The rules on orthopaedic shoes say providers should charge the regulated rate for them, unless you opt for extra, non-standard, levels of comfort.
For orthopaedic shoes, there are two different amounts based on two categories:
Classe A, which covers all foot problems related to excessive size or unevenness that make it impossible to wear standard orthopaedic / therapeutic shoes
Classe B, which covers illnesses that have impacted the feet, such as diabetes, ulcers, other deformities, etc.
Your specialist will tell you which category you fall into.
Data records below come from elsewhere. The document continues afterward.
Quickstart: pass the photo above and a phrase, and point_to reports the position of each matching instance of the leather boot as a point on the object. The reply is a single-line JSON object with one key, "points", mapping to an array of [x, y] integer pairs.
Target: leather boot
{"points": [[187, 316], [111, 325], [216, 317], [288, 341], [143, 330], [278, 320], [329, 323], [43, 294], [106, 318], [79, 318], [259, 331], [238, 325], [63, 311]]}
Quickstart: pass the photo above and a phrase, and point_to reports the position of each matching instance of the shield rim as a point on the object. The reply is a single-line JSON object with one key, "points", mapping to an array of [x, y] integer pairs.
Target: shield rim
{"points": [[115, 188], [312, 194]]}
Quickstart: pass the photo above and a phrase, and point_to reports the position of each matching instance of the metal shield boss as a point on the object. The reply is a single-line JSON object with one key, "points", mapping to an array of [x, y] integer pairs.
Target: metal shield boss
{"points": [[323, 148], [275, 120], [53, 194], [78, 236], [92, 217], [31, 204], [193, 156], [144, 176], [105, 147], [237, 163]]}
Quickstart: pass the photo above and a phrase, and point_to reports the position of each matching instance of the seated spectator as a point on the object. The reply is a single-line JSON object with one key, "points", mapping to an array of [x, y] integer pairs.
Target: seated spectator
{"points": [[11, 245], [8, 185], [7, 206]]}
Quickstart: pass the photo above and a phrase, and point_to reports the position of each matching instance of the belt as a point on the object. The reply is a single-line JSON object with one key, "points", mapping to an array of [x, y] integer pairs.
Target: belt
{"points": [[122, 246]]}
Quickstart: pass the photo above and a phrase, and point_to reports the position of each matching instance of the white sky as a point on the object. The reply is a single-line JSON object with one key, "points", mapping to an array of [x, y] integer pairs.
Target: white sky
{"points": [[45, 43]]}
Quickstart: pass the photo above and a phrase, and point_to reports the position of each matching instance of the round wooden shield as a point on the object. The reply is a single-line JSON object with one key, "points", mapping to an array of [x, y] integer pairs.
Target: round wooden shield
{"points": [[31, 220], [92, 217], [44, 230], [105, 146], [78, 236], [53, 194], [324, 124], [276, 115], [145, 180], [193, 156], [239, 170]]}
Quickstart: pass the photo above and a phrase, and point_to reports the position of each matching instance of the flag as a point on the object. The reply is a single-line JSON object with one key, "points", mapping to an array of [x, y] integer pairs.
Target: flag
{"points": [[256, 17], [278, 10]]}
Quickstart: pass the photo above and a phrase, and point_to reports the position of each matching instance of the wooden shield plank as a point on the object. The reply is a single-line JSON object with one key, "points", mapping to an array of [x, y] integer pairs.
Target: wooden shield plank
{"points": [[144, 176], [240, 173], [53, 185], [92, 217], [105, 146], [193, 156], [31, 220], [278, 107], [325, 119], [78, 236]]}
For Classe A shoes, the healthcare covers 60% of the costs up to €735.04, and for Classe B it is 60% up to €808.94
This means that if your Classe A shoes cost €717.11 the state will cover 60%, equal to €430.27. If you go for a special model that costs more you will also be out of pocket for the additional cost.
Reimbursement by mutuelles
Most people in France have a top-up health insurance policy, commonly called a mutuelle. These private policies will often cover the remaining percentage up to the full base rate or more, ie. the remaining 40% of costs. You should check your policy to make sure that this is the case.
Additionally, most orthopaedic shoe-makers offer tiers payant, meaning you do not need to pay the fees that are covered by state medical insurance up front if you have a carte Vitale.